As the ‘hydrocarbon capital of Europe’, Aberdeen should not just be the ‘frontrunner, but the only runner’ as the new industry regulator headquarters, First Minister Alex Salmond told the UK Oil and Gas industry conference, which is being held in the city.
The First Minister also set out his vision for better stewardship of the North Sea and a stronger, renewed partnership between the sector and government in an independent Scotland, with “an approach which values partnership and consultation; prioritises stability and certainty; and which will see a long term commitment to effective stewardship.”
Salmond laid out the key components of this ‘government-industry’ partnership, including: –
- Tax stability. The Scottish Government has no plans to increase the overall tax burden on the industry, and commits to no changes made to the fiscal regime for oil and gas without prior consultation. This contrasts a record of sudden fiscal changes by successive UK Governments
- The industry regulator headquarters, and oil and gas policy officials to be located in Aberdeen, at the very heart of the sector
- The opportunity to invest in an oil fund from the first year of an independent Scotland, which could include investment in global low carbon projects.

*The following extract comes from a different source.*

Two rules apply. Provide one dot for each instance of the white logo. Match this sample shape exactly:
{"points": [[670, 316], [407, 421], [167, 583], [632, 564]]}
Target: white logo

Addressing delegates at the Aberdeen conference centre, the First Minister said: “We understand the importance of stability and certainty for Scotland’s energy sector to continue to prosper. In fact, we have already made it clear that there are no plans to increase the overall tax burden on the industry and we will not change the fiscal regime without prior industry consultation.
“The UK Government has been reported as saying that Aberdeen is a ‘frontrunner’ to host the new Regulator – but with independence, I can guarantee that Aberdeen will be the only runner as the only conceivable location for the Regulators headquarters. It should not be in pole position but in sole position.

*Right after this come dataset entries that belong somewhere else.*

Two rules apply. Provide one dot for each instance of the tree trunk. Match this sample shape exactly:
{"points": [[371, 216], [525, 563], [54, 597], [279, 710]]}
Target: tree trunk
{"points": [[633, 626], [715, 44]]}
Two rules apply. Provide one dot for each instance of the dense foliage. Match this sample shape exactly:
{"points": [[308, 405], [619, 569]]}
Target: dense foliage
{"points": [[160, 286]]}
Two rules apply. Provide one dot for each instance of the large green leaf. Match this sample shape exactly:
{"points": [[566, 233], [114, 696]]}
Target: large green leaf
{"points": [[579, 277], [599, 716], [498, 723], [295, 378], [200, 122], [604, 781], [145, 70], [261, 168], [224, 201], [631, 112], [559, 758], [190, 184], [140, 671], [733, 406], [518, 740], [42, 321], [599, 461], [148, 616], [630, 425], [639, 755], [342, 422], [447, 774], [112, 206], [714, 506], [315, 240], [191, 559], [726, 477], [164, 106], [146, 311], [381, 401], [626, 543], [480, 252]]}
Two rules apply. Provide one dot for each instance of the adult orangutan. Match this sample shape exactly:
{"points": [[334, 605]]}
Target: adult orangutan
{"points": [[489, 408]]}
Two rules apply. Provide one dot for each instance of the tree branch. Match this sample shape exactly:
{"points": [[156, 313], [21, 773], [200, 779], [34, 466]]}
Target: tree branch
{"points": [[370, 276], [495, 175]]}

“This crucial new body charged with maximising this resource of the North Sea must be a shared initiative and financed that way. A new Regulator should not be treated as a way for Government to cut its budget on oil and gas regulations, instead Government should continue to meet a proportion of the cost.”
He also repeated the SNP pledge to set up a sovereign Scottish oil fund if the people vote for Independence on September 18, saying: “The UK is the only major oil power which does not invest any oil revenue for the future. Independence will allow Scotland to do things differently – the Government of the day will have the option to start investing in an oil fund from the first year of independence.
“Great oaks from little acorns grow: Norway established its oil fund in 1990 with the first payment of £200 million made in 1996, and 18 years on it is worth more than £500 billion. During the same period, the UK has built debts of £1.2 trillion.
Oil & Gas UK chief executive Malcolm Webb emphasised Oil & Gas UK’s neutral stance on the independence referendum, stating: “This is of course a hugely important matter – but it is one for the people of Scotland and their politicians to debate and decide.
“Our role as the industry trade association is to respect the democratic mandate which emerges from the vote on 18th September and then engage with and represent our industry within the political reality which then prevails.”
“Meanwhile, this conference present us all with the opportunity to consider, debate and exchange views on the next phase of operations for our industry in the UK and how we can improve the current outlook.”
He added that Oil & Gas UK is very aware that radical change is needed if the UK is to maximise economic recovery from the UK Continental Shelf (UKCS): “Whilst current capital expenditure is at all-time high, exploration is in crisis, our cost base is increasing and average productivity levels have slumped,” he said.
“We simply cannot go on like this. We need radical improvement in regulation, in taxation and in the very way we conduct our operations if the UKCS is to be competitive again on the global stage – and let us not kid ourselves, right now we are not winning that competitive battle.
“We need to act urgently because the penalty for indecision will be permanent loss of indigenous oil and gas resource and the jobs, the taxes and the security of energy supply which that yet to be recovered oil and gas can provide.”
In addition to discussing his hopes for both Sir Ian Wood’s recent report and the upcoming Fiscal Review, Malcolm Webb commented that the current regulatory and fiscal frameworks are: “not the only areas ripe for change”, noting that Oil & Gas UK has structured its conference to enable delegates to join the debate on a whole spectrum of other relevant and highly topical issues from health and safety to environmental matters.
- The conference continues today (Thursday) – when Danny Alexander, MP, Chief Secretary to the UK Treasury, will speak on the potential of the UK Continental Shelf.